Attendu que l’exécution provisoire est de droit pour les instances introduites après le 1 er janvier 2020, ce qui est le cas en l’espèce ; qu’en conséquence, au regard de la nature des faits de l’affaire, il n’apparaît pas y avoir lieu à écarter l’exécution provisoire de droit de la présente décision ;
PAR CES MOTIFS :
Le Tribunal, après en avoir délibéré, statuant après débats publics, par jugement réputé contradictoire et rendu en premier ressort,
CONDAMNE la SARL D-DRIVE à payer à la SA BPCE [Localité 1] REUNION les sommes suivantes :
* 69.735,56 euros au titre du solde du contrat de crédit-bail n°63780 assortie de l’intérêt légal à compter de la signification du présent jugement ;
* 1.000,00 euros au titre au titre de l’indemnité pour frais irrépétibles ;
REJETTE tout autre demande, plus ample ou contraire ;
DIT n’y avoir lieu à écarter l’exécution provisoire de droit ;
LAISSE les dépens de l’instance à la charge de la SARL D-DRIVE, en ce compris les frais de greffe fixés et liquidés à un montant de 59,79 euros.

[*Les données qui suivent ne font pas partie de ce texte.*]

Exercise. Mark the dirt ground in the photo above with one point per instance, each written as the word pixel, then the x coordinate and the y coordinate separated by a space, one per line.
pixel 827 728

Jugement prononcé par mise à disposition au greffe le 20 février 2026, et signé par le Président et la Commis-greffière à qui la décision a été remise.
Ainsi jugé et prononcé
La Commis-greffière Naomie DESCHAMPS
Le Président Daniel COLOMBANI
Signe electroniquement par Daniel COLOMBANI
Signe electroniquement par Naomie DESCHAMPS, Commis-greffier e.